Como afirma o pesquisador, pertencer a determinados grupos – distintos por classe de origem (da família em que os indivíduos cresceram), gênero ou raça, por exemplo – tende a dificultar essa ascensão. “As desigualdades associadas ao fato de os indivíduos pertencerem a certos grupos tendem a ser mais estáveis, dado que mecanismos institucionalizados, como a discriminação, por exemplo, cumprem o papel de mantê-las”, afirma Costa Ribeiro. Exemplificando o que diz, o sociólogo indaga: “Serão as chances de um negro pobre iguais às de um branco igualmente pobre no que tange a se tornarem médicos ou advogados?”

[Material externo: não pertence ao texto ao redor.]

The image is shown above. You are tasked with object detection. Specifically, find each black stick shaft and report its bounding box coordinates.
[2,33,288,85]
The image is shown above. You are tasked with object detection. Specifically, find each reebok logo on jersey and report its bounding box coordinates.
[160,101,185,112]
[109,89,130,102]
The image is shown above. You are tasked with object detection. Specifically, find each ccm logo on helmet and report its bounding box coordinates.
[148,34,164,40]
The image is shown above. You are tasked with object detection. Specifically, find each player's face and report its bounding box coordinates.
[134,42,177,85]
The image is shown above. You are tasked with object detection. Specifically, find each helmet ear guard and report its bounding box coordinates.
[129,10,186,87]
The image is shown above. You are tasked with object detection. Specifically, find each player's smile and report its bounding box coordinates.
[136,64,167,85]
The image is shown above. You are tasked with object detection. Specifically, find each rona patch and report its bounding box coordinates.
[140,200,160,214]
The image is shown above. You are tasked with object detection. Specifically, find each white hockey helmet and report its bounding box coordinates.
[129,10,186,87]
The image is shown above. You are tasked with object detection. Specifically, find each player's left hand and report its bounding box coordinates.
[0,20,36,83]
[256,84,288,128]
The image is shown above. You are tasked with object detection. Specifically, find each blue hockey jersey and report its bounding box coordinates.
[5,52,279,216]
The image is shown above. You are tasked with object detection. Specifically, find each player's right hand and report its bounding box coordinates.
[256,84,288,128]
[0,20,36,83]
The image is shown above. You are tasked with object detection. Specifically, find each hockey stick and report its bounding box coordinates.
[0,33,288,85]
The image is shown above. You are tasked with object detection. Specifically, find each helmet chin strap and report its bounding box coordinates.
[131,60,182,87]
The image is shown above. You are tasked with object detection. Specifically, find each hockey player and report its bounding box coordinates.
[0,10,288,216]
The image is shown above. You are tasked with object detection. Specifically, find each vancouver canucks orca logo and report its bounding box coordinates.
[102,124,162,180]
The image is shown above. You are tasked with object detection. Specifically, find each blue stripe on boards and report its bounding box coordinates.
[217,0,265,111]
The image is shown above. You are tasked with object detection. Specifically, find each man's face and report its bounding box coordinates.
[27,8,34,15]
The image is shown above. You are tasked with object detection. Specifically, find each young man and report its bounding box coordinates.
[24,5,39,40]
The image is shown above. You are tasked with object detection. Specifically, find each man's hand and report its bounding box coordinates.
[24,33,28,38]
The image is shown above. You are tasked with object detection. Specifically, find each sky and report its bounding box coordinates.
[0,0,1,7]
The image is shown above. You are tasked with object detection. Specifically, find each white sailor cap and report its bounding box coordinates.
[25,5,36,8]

Apesar disso, estudos recentes realizados com dados do IBGE documentaram que a distância entre os dois extremos da pirâmide vem diminuindo desde a década de 1990. Na segunda metade do século XX, aliás, o País viveu grandes mudanças estruturais, resultado da enorme onda de expansão industrial e urbanização. Isso se traduziu na diminuição da pobreza, na expansão do sistema educacional, no crescimento da participação feminina no mercado de trabalho, no aumento da expectativa de vida e na expansão de diversos direitos sociais. Tudo isso contribuiu para a mobilidade social. “A despeito de o País ainda permanecer no incômodo ranking dos dez mais desiguais do mundo, no Brasil vem se observando uma tendência de diminuição dessas desigualdades desde 1994 e, mais acentuadamente, a partir de 2002, assim como vem acontecendo em vários países da América Latina.

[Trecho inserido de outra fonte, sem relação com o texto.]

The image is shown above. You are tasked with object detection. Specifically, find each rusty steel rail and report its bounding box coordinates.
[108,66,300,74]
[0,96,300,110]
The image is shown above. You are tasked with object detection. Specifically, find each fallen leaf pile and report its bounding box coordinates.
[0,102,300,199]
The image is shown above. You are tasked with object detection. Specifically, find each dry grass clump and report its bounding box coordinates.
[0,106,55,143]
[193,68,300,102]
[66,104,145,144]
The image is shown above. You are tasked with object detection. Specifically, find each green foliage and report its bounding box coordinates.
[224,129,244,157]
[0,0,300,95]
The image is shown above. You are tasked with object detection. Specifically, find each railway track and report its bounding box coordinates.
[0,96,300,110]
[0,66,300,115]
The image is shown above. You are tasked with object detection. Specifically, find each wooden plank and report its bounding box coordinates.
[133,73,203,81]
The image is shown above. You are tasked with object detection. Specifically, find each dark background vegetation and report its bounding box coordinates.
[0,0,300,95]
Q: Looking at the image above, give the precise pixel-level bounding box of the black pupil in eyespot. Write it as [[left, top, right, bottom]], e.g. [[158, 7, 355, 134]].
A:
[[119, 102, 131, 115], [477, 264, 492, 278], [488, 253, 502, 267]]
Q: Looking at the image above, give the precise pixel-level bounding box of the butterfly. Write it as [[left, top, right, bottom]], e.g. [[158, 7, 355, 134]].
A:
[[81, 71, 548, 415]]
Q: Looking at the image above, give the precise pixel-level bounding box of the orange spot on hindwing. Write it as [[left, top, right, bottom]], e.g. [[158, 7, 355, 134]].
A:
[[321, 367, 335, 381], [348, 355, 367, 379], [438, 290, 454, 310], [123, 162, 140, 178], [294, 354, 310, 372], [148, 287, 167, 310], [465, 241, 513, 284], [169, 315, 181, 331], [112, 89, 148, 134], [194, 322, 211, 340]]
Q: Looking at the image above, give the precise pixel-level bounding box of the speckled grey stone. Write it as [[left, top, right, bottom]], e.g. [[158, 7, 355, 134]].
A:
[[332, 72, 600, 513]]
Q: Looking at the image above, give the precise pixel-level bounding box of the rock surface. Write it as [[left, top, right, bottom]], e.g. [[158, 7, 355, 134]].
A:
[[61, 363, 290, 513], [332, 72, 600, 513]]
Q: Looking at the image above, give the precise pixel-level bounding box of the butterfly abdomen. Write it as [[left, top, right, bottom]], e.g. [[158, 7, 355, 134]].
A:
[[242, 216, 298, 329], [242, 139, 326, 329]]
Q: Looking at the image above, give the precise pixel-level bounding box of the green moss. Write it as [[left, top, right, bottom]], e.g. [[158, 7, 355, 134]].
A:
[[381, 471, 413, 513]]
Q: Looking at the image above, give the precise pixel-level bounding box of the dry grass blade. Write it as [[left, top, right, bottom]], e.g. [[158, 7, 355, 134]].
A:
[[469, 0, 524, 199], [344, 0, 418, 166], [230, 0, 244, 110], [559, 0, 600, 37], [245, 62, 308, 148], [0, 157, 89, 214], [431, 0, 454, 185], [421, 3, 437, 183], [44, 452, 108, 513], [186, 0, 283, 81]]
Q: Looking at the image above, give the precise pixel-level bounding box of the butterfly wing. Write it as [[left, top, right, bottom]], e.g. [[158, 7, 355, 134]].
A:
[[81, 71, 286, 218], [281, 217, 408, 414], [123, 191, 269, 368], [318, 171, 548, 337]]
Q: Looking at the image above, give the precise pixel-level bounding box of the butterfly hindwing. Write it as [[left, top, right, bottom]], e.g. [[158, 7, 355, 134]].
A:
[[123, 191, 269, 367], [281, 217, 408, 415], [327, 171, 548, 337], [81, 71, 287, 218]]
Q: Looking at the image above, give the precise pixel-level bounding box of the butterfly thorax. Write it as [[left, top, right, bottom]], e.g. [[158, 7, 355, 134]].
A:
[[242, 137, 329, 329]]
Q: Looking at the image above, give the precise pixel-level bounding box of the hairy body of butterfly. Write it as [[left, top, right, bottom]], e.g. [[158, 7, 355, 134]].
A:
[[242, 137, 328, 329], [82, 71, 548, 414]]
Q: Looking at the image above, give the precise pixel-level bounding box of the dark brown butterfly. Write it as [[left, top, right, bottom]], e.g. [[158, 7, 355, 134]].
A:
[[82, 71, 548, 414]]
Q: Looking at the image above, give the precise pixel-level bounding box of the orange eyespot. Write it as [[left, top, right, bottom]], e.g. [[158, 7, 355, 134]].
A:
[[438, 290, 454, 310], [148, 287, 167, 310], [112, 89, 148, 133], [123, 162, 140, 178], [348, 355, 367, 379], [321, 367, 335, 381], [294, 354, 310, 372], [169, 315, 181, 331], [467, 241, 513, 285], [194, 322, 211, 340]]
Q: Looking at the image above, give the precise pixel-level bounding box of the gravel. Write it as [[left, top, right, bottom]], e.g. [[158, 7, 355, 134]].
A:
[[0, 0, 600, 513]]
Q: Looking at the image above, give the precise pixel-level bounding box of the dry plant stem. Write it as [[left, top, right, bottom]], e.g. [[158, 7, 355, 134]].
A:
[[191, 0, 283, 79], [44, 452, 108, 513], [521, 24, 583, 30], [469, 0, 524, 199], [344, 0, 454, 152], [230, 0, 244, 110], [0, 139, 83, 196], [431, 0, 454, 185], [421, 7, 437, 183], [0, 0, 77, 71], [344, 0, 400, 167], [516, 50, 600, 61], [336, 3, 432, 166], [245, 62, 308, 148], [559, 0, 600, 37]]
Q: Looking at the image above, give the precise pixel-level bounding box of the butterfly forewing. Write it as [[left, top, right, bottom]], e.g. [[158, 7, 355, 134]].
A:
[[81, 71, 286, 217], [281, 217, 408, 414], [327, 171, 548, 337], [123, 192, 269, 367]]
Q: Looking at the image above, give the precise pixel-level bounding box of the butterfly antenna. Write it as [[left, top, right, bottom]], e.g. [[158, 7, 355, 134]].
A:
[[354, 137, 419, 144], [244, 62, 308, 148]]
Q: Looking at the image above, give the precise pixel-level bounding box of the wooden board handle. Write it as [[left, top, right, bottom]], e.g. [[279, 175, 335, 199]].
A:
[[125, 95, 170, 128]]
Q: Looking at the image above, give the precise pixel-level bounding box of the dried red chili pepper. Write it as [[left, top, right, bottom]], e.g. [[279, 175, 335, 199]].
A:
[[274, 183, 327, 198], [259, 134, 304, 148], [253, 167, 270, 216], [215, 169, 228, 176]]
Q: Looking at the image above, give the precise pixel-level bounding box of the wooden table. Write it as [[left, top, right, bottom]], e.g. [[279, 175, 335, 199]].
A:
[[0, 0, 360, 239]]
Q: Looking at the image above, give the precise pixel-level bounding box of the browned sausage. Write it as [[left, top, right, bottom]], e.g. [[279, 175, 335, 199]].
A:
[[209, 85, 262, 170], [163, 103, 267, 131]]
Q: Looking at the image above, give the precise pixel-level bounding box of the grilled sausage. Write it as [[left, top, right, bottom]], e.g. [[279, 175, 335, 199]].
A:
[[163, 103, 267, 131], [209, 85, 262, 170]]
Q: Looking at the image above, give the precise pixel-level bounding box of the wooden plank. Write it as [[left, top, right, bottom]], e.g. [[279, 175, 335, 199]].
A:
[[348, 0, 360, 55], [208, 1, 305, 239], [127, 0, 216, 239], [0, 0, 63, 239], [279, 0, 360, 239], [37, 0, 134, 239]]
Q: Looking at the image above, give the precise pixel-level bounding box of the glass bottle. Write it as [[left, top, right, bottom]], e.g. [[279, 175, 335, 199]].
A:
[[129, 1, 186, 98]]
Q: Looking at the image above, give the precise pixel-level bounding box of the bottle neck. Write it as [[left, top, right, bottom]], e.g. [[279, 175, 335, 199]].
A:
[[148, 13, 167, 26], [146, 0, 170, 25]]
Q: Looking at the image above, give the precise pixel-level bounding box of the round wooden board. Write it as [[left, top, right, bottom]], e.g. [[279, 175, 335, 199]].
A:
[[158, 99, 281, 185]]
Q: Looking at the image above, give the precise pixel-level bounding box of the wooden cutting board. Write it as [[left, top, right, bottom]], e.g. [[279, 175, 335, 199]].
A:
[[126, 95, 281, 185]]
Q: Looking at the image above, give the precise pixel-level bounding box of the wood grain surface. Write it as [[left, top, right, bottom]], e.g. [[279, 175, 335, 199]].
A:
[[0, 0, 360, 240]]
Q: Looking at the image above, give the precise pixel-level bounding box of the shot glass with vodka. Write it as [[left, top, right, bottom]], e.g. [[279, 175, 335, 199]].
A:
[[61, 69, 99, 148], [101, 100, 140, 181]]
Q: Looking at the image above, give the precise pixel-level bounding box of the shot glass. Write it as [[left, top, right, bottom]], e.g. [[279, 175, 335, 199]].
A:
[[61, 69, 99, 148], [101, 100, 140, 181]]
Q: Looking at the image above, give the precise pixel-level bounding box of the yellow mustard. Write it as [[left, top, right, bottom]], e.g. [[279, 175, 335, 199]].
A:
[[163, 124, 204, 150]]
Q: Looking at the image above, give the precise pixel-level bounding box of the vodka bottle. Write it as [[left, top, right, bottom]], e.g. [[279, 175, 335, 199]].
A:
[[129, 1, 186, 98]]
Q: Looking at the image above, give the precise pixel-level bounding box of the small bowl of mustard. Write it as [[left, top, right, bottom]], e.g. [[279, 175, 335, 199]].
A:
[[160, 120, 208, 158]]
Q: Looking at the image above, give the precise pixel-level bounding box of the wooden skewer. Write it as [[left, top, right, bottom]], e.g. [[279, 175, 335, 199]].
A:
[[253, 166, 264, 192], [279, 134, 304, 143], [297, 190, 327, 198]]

Esses dados, no entanto, dizem respeito basicamente à desigualdade de resultados, ou seja, a distribuição de bens socialmente valorizados – educação, renda ou acesso a serviços básicos – entre indivíduos ou entre famílias. “Como os capitais econômico (renda e patrimônio), cultural (acesso aos diferentes níveis de educação formal) e social (acesso a redes de contatos sociais) não são igualmente distribuídos entre todas as famílias, os indivíduos começam a vida a partir de condições iniciais bastante distintas e também são expostos a oportunidades e chances bastante desiguais”, explica o sociólogo. Para entender, basta pensar que o filho de um profissional liberal urbano terá mil vezes mais chances de se tornar um profissional do que o filho de um trabalhador rural. Esta vantagem, no entanto, diminuiu consideravelmente entre a década de 1970 e a de 2000. Hoje em dia, esta vantagem é ainda muito alta, de cerca de 50 vezes mais chances, mas certamente menor do que na década de 1970.
Para Costa Ribeiro, o principal fator que leva à redução da desigualdade de oportunidades entre os indivíduos é a educação. “As condições educacionais disponíveis para as pessoas são centrais no processo de estratificação. Embora as características das famílias de origem tenham influência nas chances de acesso e progressão no sistema educacional, as relações sociais que se estabelecem nas escolas – por exemplo, o aprendizado, os estímulos cognitivos e a atenção por parte de professores e colegas – podem contribuir para diminuir os efeitos das desigualdades iniciais. Para a grande maioria da população, escolas boas e de qualidade são fundamentais para compensar as desvantagens que se encontram nas famílias de origem.” E enfatiza: “Assim, a qualidade do ensino oferecido é de extrema importância no processo de superação das desigualdades.”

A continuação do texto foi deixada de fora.